« Je réfléchis à la démocratie depuis de nombreuses années, et il y a beaucoup de choses qui me fatiguent », dit M. Richard. Selon lui, il y a deux problèmes majeurs actuellement : d’abord, il y a un faible taux de participation aux urnes lors des élections. Or, laisse-t-il entendre, la démocratie est en mauvaise santé lorsque les gens commencent à s’en désintéresser.
« Si tu avais été Athénien, tu aurais voté 40 fois dans l’année, donne-t-il comme exemple. Il y a d’autres places dans le monde où les gens se battent pour la démocratie. »
Ensuite, il y a une « espèce de désabusement ou de manque de confiance » qui caractérise tout le processus démocratique en général et la classe politique en particulier.
« On a peut-être besoin de se pencher sur ce qu’est la démocratie », clame-t-il, avant de rappeler l’idée de base de la démocratie populaire, qui consiste en un « gouvernement du peuple, par le peuple, pour le peuple ».
Le système électoral uninominal à un tour, ou ce que les pays à l’héritage politique britannique appellent communément le first past the post, est aussi selon M. Richard un facteur de désabusement de la population vis-à-vis du politique.
« Le problème avec le first past the post, c’est que tu peux avoir quelqu’un qui est élu avec moins de voix que les autres, avance-t-il.
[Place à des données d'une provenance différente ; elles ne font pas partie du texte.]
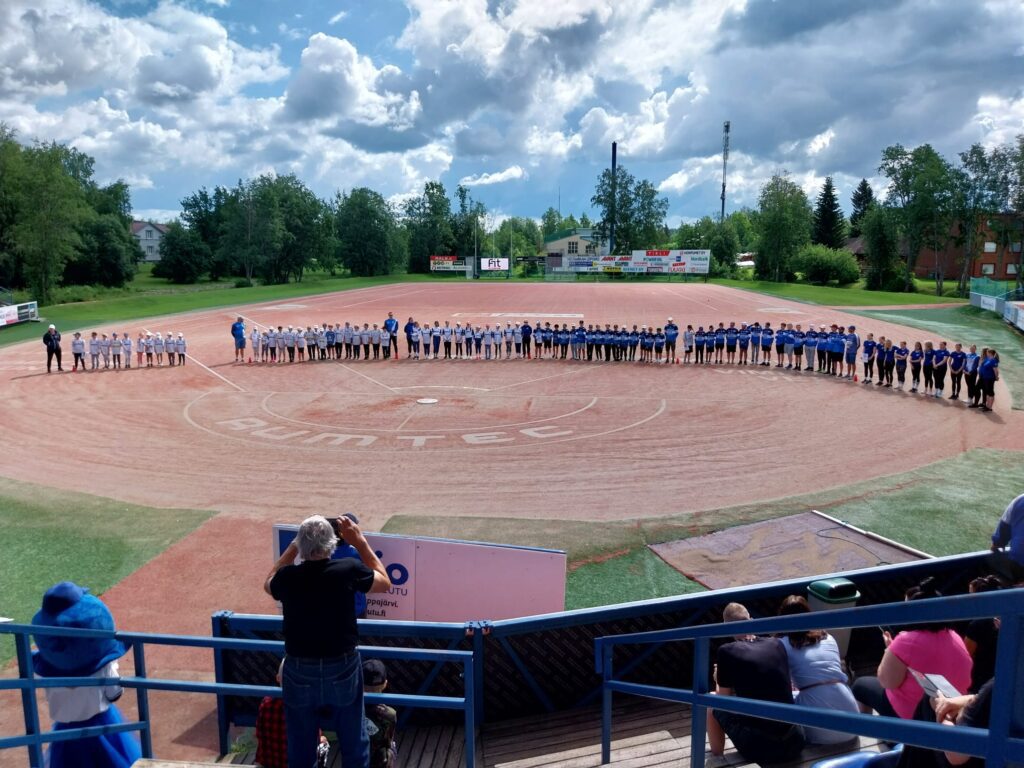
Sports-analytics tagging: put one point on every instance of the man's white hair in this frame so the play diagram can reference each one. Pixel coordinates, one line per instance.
(316, 539)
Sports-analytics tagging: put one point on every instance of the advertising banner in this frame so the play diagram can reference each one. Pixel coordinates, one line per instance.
(443, 580)
(446, 264)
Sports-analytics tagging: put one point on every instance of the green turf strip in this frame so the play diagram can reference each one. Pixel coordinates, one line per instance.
(851, 296)
(970, 325)
(53, 536)
(143, 304)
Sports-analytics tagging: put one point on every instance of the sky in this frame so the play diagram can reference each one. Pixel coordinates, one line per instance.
(517, 99)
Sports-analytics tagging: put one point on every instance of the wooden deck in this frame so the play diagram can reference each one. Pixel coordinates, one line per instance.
(645, 734)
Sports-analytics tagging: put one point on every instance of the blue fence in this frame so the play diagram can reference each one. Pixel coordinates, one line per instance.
(999, 744)
(34, 739)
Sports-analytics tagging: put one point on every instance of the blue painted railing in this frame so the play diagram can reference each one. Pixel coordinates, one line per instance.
(34, 739)
(999, 744)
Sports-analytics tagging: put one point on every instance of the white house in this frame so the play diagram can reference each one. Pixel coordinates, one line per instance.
(148, 235)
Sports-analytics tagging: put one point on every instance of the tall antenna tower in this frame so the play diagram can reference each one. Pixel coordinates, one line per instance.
(725, 164)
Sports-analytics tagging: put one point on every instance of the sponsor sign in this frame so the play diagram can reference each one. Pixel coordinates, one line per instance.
(446, 264)
(443, 580)
(11, 313)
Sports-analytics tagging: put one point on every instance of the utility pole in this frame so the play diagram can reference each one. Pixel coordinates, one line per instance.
(725, 165)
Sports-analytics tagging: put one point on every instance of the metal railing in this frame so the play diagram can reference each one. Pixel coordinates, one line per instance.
(28, 684)
(996, 743)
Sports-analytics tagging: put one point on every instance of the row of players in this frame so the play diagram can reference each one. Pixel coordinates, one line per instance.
(108, 352)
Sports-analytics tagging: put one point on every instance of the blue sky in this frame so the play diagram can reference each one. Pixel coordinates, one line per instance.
(518, 98)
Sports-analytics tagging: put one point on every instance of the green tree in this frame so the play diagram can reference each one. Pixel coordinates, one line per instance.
(880, 228)
(50, 210)
(428, 224)
(639, 211)
(921, 187)
(862, 200)
(184, 257)
(367, 233)
(551, 221)
(829, 225)
(783, 226)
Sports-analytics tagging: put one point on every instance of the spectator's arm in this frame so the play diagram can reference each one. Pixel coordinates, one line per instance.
(287, 558)
(892, 671)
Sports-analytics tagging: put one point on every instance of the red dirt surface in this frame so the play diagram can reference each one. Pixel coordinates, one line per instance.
(548, 439)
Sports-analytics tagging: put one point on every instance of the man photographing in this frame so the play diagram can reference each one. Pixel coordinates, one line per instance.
(323, 671)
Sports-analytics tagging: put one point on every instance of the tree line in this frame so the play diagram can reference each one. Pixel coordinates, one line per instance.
(931, 204)
(57, 225)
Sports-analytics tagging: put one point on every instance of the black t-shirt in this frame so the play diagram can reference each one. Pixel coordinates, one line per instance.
(757, 669)
(983, 633)
(318, 597)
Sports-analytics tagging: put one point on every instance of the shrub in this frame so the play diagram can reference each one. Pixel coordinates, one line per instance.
(822, 265)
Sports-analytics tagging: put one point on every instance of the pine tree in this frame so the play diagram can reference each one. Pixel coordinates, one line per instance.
(862, 200)
(829, 226)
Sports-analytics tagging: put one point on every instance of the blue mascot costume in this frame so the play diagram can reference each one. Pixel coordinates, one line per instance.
(69, 605)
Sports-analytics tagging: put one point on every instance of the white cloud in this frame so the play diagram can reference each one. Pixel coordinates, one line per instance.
(512, 173)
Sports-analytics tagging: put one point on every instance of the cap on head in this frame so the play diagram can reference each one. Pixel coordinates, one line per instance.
(374, 672)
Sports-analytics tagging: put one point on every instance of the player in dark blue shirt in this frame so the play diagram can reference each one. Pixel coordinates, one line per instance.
(916, 357)
(957, 359)
(731, 339)
(941, 364)
(868, 357)
(929, 368)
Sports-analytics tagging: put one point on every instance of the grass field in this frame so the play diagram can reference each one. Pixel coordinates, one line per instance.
(854, 295)
(53, 536)
(946, 508)
(151, 304)
(971, 326)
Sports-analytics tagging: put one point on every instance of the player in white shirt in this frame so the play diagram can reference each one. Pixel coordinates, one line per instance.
(254, 339)
(116, 345)
(78, 350)
(181, 348)
(365, 336)
(446, 339)
(126, 344)
(375, 339)
(104, 349)
(158, 348)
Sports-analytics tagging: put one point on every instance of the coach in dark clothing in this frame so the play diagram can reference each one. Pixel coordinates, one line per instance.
(323, 672)
(51, 339)
(753, 668)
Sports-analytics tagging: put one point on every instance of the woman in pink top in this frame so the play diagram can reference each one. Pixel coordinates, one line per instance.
(928, 648)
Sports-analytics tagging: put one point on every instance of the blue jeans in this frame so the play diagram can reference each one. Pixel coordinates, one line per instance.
(334, 687)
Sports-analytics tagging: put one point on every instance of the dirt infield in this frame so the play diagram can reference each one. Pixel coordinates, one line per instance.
(509, 438)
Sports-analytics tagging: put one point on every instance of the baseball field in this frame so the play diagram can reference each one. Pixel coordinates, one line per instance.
(158, 486)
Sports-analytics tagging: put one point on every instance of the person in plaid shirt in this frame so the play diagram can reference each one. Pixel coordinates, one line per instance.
(271, 738)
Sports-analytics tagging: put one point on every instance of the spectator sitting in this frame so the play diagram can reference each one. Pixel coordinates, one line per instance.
(816, 670)
(271, 738)
(753, 668)
(982, 635)
(1010, 532)
(928, 648)
(381, 719)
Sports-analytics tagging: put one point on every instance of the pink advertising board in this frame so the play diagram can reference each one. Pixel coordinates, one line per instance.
(444, 580)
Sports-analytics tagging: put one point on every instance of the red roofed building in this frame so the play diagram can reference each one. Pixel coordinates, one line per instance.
(148, 235)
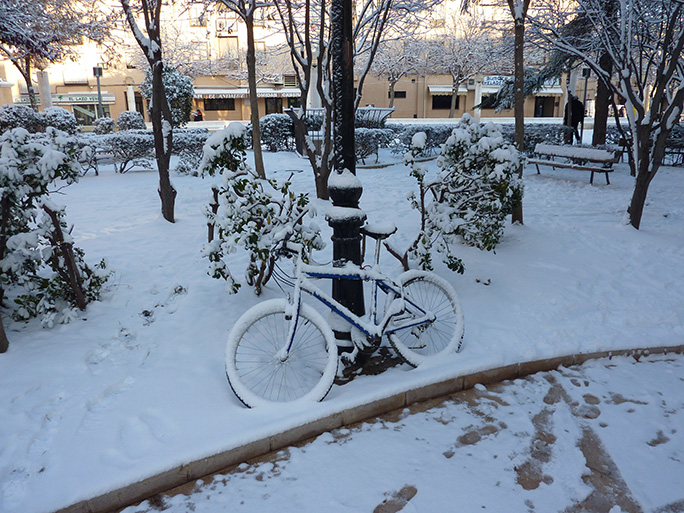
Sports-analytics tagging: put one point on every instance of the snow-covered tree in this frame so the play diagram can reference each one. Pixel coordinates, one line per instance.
(34, 33)
(61, 119)
(162, 118)
(104, 125)
(469, 199)
(130, 120)
(644, 41)
(41, 270)
(246, 11)
(306, 26)
(518, 10)
(396, 59)
(179, 94)
(250, 212)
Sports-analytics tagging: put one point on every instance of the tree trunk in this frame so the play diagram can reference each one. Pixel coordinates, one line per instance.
(602, 103)
(253, 99)
(4, 342)
(645, 173)
(67, 251)
(161, 123)
(25, 72)
(517, 214)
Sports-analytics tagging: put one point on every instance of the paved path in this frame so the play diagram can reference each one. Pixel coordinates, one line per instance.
(606, 437)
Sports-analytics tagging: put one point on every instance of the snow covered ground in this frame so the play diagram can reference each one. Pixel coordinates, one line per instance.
(136, 386)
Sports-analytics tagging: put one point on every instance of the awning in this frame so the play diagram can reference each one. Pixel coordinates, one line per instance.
(446, 90)
(72, 98)
(550, 91)
(243, 92)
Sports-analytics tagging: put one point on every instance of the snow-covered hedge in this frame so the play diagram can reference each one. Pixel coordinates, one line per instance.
(61, 119)
(369, 140)
(550, 133)
(130, 148)
(188, 144)
(130, 120)
(471, 196)
(277, 132)
(40, 268)
(20, 116)
(435, 135)
(179, 93)
(249, 213)
(104, 125)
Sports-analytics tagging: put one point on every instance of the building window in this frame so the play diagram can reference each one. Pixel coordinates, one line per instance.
(219, 104)
(489, 101)
(290, 80)
(443, 102)
(198, 16)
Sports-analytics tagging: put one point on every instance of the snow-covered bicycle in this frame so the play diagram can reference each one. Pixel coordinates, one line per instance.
(283, 350)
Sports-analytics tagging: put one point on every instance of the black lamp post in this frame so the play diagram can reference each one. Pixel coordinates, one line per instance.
(344, 217)
(97, 73)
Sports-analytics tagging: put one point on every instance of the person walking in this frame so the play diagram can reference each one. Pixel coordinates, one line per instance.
(574, 115)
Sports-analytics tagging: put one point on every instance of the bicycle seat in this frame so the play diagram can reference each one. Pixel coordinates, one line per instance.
(378, 231)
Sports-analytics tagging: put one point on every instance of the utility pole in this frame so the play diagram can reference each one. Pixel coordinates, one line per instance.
(344, 188)
(586, 72)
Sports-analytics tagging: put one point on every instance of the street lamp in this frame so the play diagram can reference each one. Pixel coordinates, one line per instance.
(585, 73)
(97, 73)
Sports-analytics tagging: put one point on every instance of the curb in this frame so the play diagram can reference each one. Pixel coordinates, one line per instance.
(186, 473)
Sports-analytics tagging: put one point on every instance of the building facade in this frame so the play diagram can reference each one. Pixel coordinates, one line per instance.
(210, 48)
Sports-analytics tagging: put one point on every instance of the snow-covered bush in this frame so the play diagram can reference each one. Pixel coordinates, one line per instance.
(104, 125)
(188, 144)
(369, 140)
(88, 145)
(40, 269)
(61, 119)
(435, 136)
(249, 212)
(130, 148)
(179, 93)
(130, 120)
(277, 132)
(473, 192)
(20, 116)
(549, 133)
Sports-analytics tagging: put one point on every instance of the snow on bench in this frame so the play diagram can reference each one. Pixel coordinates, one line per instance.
(576, 157)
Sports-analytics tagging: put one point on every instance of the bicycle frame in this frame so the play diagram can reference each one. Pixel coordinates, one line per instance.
(305, 274)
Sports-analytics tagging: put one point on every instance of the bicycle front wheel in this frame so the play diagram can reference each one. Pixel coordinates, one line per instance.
(419, 344)
(259, 368)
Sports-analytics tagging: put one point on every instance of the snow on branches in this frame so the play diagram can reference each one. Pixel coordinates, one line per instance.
(469, 200)
(249, 212)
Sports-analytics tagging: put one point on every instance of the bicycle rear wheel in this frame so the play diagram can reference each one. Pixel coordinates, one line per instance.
(444, 335)
(257, 368)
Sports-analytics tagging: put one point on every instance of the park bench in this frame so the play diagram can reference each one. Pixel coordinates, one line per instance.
(575, 157)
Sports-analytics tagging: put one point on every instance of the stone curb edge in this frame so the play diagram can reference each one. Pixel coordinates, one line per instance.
(186, 473)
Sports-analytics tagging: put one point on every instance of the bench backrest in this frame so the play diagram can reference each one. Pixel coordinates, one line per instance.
(575, 152)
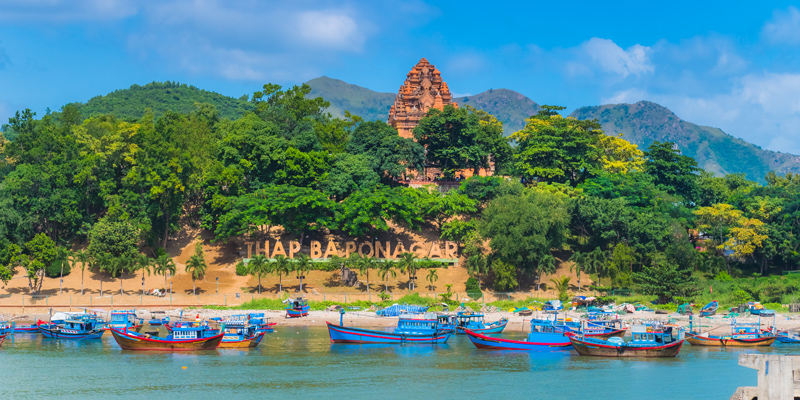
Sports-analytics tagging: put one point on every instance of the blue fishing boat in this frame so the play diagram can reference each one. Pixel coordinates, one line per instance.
(710, 309)
(473, 321)
(413, 331)
(298, 308)
(64, 325)
(240, 332)
(184, 336)
(544, 336)
(124, 319)
(647, 341)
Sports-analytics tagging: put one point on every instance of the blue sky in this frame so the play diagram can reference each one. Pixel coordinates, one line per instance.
(732, 65)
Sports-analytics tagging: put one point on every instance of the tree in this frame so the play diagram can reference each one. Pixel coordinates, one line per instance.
(408, 265)
(561, 285)
(389, 154)
(302, 264)
(672, 171)
(259, 266)
(664, 279)
(387, 269)
(552, 148)
(283, 265)
(462, 138)
(432, 277)
(84, 258)
(196, 265)
(522, 229)
(164, 266)
(144, 264)
(579, 260)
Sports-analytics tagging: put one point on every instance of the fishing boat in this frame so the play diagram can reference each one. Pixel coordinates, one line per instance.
(68, 325)
(710, 309)
(544, 336)
(26, 328)
(240, 332)
(298, 308)
(184, 336)
(742, 335)
(474, 322)
(412, 331)
(647, 341)
(124, 319)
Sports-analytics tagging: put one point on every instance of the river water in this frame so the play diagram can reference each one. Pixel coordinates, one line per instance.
(302, 363)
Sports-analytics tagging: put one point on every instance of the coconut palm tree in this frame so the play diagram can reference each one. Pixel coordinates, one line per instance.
(302, 264)
(578, 263)
(387, 269)
(408, 265)
(144, 264)
(432, 277)
(163, 265)
(259, 266)
(84, 258)
(196, 267)
(547, 265)
(283, 265)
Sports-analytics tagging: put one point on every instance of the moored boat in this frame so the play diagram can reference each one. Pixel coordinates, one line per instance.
(647, 341)
(298, 308)
(72, 326)
(544, 336)
(742, 335)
Un gars peut arriver à 30 %, et les trois autres se partagent le reste des 70%.
« Ce système-là est conçu pour un système où il y a deux partis. […] À partir du moment où il y a plus de partis, tu te ramasses avec un problème. »
Que faudrait-il donc faire pour améliorer ce système? Selon M. Richard, il faut non pas réduire le nombre de partis comme certains le voudraient, mais plutôt introduire une certaine dose de proportionnalité dans les suffrages.
« Là tu aurais une représentation correcte de la population, des différentes tendances de la population. […] C’est plus respectueux des idées du peuple, et ça oblige les différentes tendances à négocier entre elles. »
Cette proportionnalité pourrait être mise en application comme en Allemagne, dont il cite les listes électorales en exemple. Ainsi, dès qu’un parti politique obtient le seuil minimum de votes, il peut envoyer au parlement une députation proportionnelle aux votes qu’il a récoltés.
Une conférence ouverte à tous
M. Richard est invité par la SHRDP afin de prononcer une conférence destinée à tous les publics, qu’il soit érudit en la matière ou non. L’homme, pédagogue et historien de formation, a passé sa vie professionnelle dans le milieu de l’éducation. Il se dit certain de savoir comment vulgariser un concept aussi large que celui de démocratie.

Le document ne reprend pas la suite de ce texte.